Die Nutzung dieses Verbesserungspotenzials setzt allerdings eine hohe bestehende Informationstransparenz voraus. Der Zustand einer Anlage muss zum Beispiel jederzeit bekannt sein, sodass sich gegebenenfalls Anpassungen vornehmen lassen. Dashboards, auf welche die Mitarbeitenden selbst aus der Ferne zugreifen können, stehen dem Maschinenbetreiber in diesem Zusammenhang zur Seite.
Abgesehen von den beschriebenen Ansätzen ist Transparenz entlang der gesamten Lieferkette notwendig, denn lediglich mit Informationen über die Herkunft der verwendeten Materialien, deren Umweltauswirkungen, soziale Standards und den bereits vorhandenen CO2-Fußabdruck lässt sich eine nachhaltige Produktion aufbauen.
Nachrüstung von Bestandsanlagen
Die Digitalisierung ist eine Grundvoraussetzung für die nachhaltige Herstellung von Produkten sowie den nachhaltigen Betrieb von Maschinen und Anlagen.

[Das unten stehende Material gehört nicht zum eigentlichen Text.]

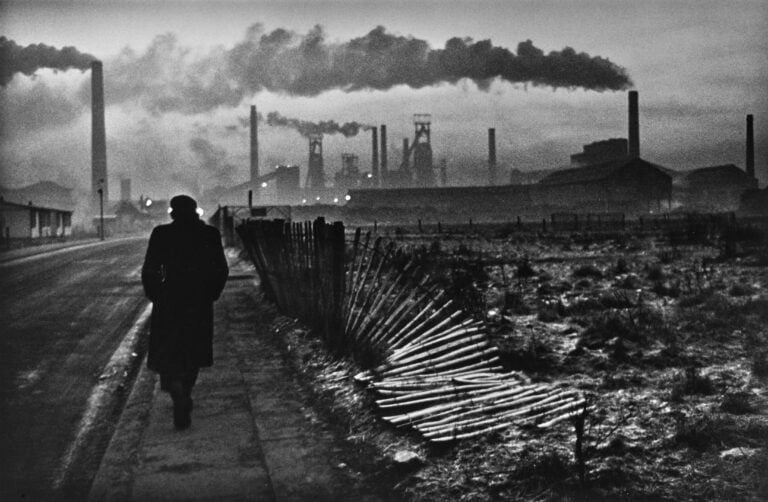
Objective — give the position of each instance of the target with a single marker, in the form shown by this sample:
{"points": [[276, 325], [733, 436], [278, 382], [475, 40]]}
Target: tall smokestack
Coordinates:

Wird dies bei neuen Assets schon weitgehend berücksichtigt, stellt sich den Betreibern die Frage, ob und wie sich existierende Anwendungen entsprechend nachrüsten lassen.
Gerade bei Bestandsanlagen erweist sich die Erfassung der erforderlichen OT-Daten als schwierig, weil die benötigten Schnittstellen oftmals nicht vorhanden sind oder ein Umbau der Anlage mit Zertifikatsverlusten und technischen Risiken verbunden ist. Das kann zu ungeplanten Stillstandzeiten führen.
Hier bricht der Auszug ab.